DICG members met in Buenos Aires to discuss DOI progress and future plans.

The Declaration of Istanbul (DOI) has been adopted and endorsed all over the world—more than 110 organisations have examined the declaration and decided that it meets their needs to assist in the appropriate protection of living donors and the enhancement of transplantation activity.

To ensure that the DOI principles become realities in practice, the DOI is supported by working groups of committed individuals, organized under the umbrella of the Declaration of Istanbul Custodian Group (DICG). In practical terms, the working groups oversee a series of important activities that uphold the DOI principles. This means that referees consider the principles of the DOI in their assessment of papers submitted to journals on a transplantation subject, grant funding agencies consider the origin of organs when assessing for funding, pharmaceutical companies ensure that the clinical research programs they contract or support do not abuse the living donors, institutional review boards have guidelines to which they may turn when considering a specialist transplantation protocol, and organizers of meetings ensure that all presenters uphold the principles of DOI. These activities do not happen in these various environments automatically, or simply, or quickly. There is much work to be done to sustain the efforts: the Declaration of Istanbul Custodian Group is putting in the effort.

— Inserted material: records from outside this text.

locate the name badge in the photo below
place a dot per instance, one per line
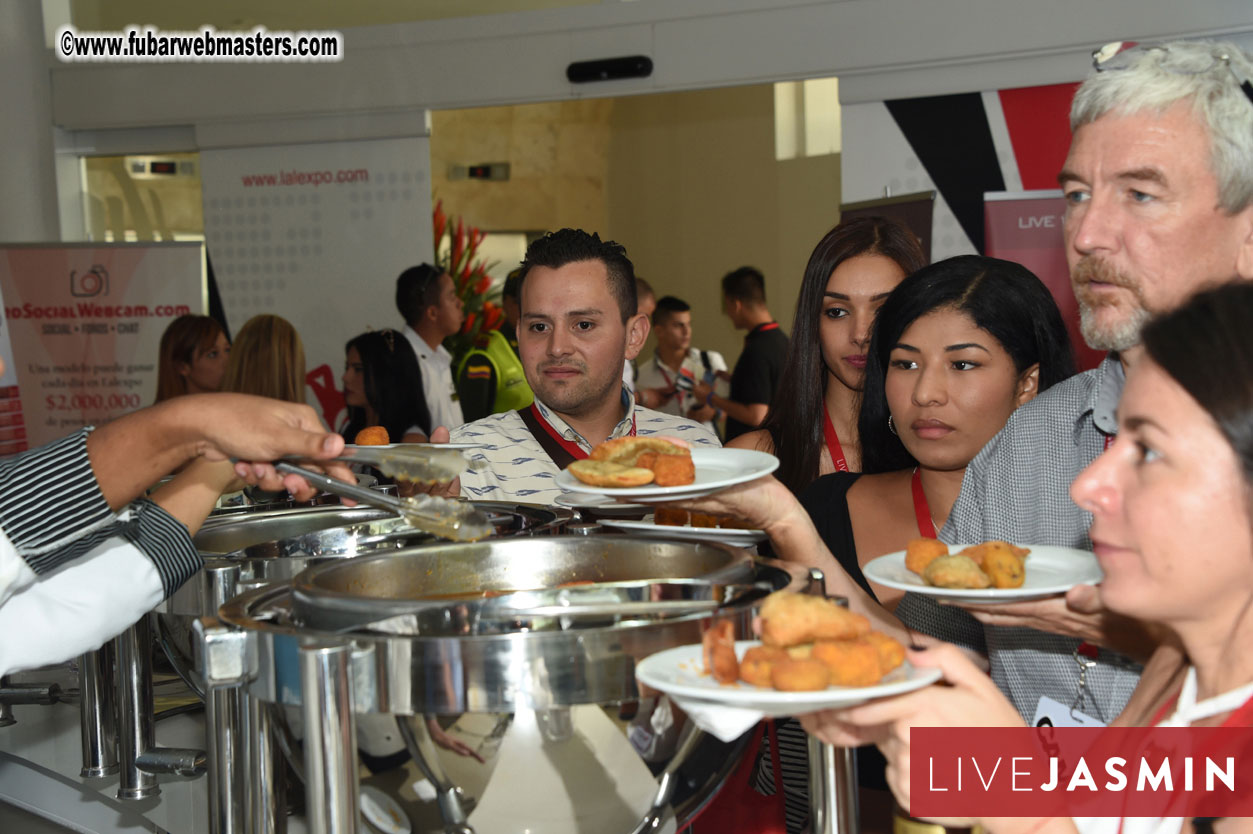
(1050, 713)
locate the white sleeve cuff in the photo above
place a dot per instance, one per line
(78, 606)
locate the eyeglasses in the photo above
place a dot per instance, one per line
(1123, 54)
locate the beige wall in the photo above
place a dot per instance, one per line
(558, 155)
(687, 182)
(694, 192)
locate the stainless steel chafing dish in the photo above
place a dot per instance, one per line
(489, 644)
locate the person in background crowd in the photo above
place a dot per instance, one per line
(490, 378)
(80, 559)
(1159, 203)
(645, 304)
(759, 366)
(850, 274)
(509, 302)
(1169, 501)
(579, 323)
(193, 357)
(429, 303)
(382, 387)
(267, 360)
(667, 382)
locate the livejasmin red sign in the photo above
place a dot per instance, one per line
(1080, 772)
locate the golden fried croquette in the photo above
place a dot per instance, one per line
(790, 619)
(891, 653)
(852, 663)
(955, 571)
(372, 436)
(670, 517)
(718, 645)
(980, 552)
(628, 450)
(673, 470)
(807, 675)
(920, 552)
(757, 663)
(609, 475)
(1004, 567)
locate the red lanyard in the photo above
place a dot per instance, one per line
(837, 451)
(570, 446)
(921, 510)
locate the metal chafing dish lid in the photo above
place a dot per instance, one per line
(493, 587)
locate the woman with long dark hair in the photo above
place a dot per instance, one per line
(812, 423)
(382, 386)
(956, 347)
(1173, 534)
(193, 357)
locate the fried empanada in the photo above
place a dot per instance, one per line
(955, 570)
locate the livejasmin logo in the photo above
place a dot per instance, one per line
(1023, 779)
(1080, 772)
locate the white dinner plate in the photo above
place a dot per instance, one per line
(681, 673)
(726, 535)
(717, 468)
(459, 446)
(1049, 570)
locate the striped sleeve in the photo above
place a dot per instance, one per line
(164, 540)
(49, 501)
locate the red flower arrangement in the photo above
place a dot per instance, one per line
(470, 277)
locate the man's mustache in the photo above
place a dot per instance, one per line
(1093, 271)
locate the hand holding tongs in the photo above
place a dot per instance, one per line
(455, 520)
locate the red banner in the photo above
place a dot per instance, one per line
(1026, 227)
(1080, 772)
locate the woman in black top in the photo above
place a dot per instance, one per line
(812, 422)
(955, 350)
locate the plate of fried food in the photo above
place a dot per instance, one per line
(692, 526)
(654, 468)
(989, 572)
(812, 655)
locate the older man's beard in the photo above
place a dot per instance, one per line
(1108, 323)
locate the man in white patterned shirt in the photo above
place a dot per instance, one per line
(579, 323)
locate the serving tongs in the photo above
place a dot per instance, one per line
(454, 520)
(419, 462)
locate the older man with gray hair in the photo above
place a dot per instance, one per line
(1159, 203)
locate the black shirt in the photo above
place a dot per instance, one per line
(757, 371)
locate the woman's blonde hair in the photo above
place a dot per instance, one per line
(267, 360)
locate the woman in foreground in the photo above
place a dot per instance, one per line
(1172, 529)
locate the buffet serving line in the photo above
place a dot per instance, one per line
(362, 674)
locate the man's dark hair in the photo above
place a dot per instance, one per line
(746, 284)
(667, 306)
(416, 289)
(643, 289)
(556, 249)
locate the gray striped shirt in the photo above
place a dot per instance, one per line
(1018, 489)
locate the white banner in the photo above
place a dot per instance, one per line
(85, 323)
(317, 233)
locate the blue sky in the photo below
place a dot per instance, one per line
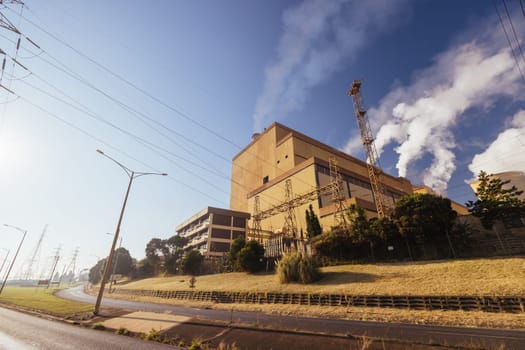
(180, 86)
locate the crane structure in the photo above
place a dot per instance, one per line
(372, 163)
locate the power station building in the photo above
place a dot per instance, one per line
(282, 172)
(212, 230)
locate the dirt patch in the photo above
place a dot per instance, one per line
(144, 322)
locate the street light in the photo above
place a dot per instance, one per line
(116, 260)
(132, 175)
(16, 254)
(3, 262)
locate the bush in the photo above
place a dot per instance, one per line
(298, 267)
(154, 335)
(191, 264)
(251, 257)
(98, 326)
(122, 331)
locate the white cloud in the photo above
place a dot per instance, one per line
(420, 118)
(318, 35)
(506, 152)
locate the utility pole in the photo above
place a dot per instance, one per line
(16, 254)
(132, 175)
(372, 163)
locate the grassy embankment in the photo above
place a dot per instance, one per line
(43, 300)
(498, 276)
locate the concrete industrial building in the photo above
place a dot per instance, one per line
(212, 230)
(280, 155)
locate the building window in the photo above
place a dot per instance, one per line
(220, 233)
(223, 220)
(222, 247)
(237, 234)
(239, 222)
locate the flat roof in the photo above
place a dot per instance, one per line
(209, 210)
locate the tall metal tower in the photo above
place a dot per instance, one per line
(257, 230)
(290, 221)
(71, 267)
(35, 256)
(338, 196)
(372, 164)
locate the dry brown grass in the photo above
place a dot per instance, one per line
(498, 276)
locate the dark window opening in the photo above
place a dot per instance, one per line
(224, 220)
(239, 222)
(220, 233)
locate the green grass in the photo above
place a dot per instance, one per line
(498, 276)
(42, 300)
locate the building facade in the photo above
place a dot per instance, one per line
(212, 230)
(280, 155)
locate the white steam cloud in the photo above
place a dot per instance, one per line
(419, 118)
(506, 152)
(318, 35)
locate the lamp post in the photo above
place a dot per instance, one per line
(116, 260)
(16, 254)
(5, 259)
(132, 175)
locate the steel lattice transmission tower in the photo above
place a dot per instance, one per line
(35, 256)
(372, 164)
(290, 221)
(338, 196)
(256, 229)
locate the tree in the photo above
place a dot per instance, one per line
(95, 273)
(426, 218)
(123, 262)
(154, 249)
(313, 227)
(496, 201)
(251, 257)
(192, 261)
(173, 252)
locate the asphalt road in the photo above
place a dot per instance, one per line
(481, 337)
(19, 331)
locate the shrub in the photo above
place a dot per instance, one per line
(251, 257)
(196, 344)
(154, 335)
(192, 261)
(122, 331)
(298, 267)
(98, 326)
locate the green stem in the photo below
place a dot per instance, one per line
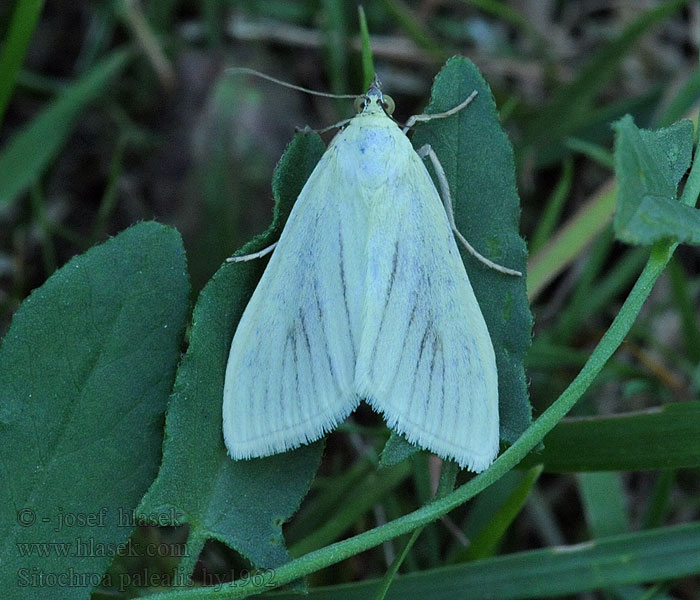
(334, 553)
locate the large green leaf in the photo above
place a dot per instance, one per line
(649, 166)
(478, 161)
(653, 555)
(242, 503)
(661, 438)
(85, 373)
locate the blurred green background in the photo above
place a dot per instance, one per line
(119, 111)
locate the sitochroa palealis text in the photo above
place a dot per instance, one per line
(365, 298)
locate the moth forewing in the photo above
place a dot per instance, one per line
(365, 297)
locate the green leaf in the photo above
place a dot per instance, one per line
(85, 372)
(478, 161)
(649, 166)
(31, 150)
(241, 503)
(654, 555)
(662, 438)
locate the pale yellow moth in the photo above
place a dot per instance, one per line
(365, 298)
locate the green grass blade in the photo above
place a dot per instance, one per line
(367, 60)
(603, 498)
(486, 542)
(570, 241)
(647, 556)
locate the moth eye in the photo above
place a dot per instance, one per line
(359, 103)
(389, 105)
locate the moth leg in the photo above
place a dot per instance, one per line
(448, 113)
(252, 256)
(447, 201)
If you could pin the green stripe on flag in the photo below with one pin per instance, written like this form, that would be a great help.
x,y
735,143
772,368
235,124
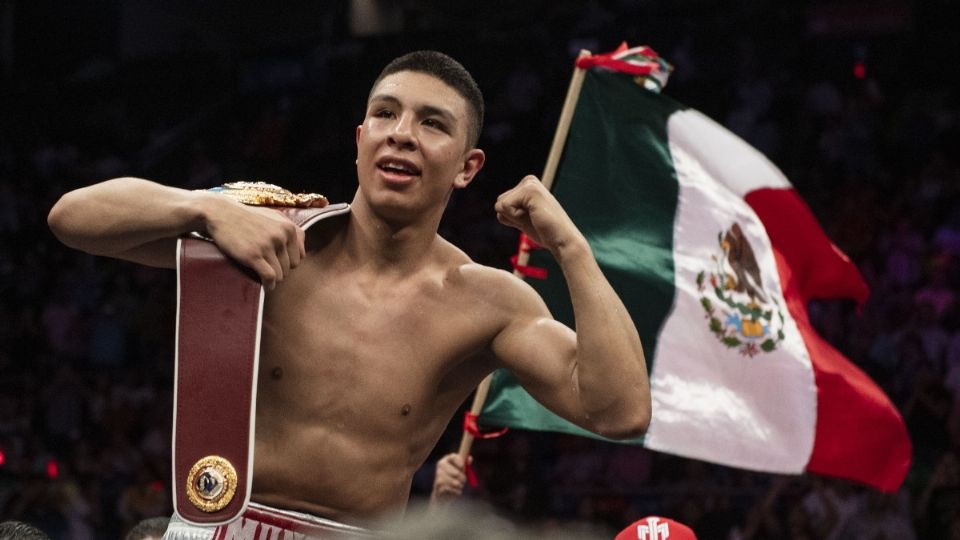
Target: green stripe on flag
x,y
616,151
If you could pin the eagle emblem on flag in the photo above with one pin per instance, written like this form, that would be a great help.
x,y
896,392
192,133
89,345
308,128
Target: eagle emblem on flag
x,y
741,313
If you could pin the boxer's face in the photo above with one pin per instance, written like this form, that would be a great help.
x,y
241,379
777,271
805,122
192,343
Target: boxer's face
x,y
412,146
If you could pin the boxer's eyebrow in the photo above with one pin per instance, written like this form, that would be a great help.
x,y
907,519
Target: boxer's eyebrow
x,y
423,110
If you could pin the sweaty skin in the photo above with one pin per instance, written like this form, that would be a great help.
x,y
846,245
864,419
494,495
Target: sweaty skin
x,y
376,329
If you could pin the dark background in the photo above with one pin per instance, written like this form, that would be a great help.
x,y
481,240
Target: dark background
x,y
857,102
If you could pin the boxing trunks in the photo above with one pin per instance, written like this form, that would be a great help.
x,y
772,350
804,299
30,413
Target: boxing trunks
x,y
260,522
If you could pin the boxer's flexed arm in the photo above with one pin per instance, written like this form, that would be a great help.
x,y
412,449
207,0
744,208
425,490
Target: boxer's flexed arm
x,y
139,220
596,376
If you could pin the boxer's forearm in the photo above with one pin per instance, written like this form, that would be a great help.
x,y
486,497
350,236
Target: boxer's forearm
x,y
611,371
115,216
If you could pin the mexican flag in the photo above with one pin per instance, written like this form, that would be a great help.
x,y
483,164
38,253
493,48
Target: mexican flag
x,y
716,257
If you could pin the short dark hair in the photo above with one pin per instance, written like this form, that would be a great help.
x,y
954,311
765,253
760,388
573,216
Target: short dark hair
x,y
452,73
16,530
149,528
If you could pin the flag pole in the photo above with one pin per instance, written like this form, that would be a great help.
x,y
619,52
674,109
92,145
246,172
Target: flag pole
x,y
523,253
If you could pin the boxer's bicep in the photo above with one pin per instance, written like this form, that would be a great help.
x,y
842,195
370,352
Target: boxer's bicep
x,y
542,354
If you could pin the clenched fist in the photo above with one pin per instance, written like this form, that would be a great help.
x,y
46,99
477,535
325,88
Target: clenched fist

The DICG met in November 2011 in Buenos Aires, just before the International Society of Organ Donation and Procurement congress. The group discussed the progress of the DOI over the past year and concentrated on each of the working groups’ plans for the next year. As examples of planned activities, we are hoping to encourage more journal editors to take up the DOI overtly in their author instructions and advice to referees. This would help to establish more regular reporting of activities that support the DOI by national organizations, and to develop methods by which to overtly document the outcomes of both best and poor practices in different regions. Working with the infrastructures of The Transplantation Society (TTS) and the International Society of Nephrology (ISN), the DICG continues its work to improve global practices in transplantation. Ultimately, our intention is to provide a handbook of the DOI for people in different environments and different professions so that those formal groups or societies that have endorsed the DOI can have a simple guide and set of tools to help them implement specific activities. Through sharing what others have implemented successfully, we hope to impact practices in a sustainable way. Watch this space for further news of our progress.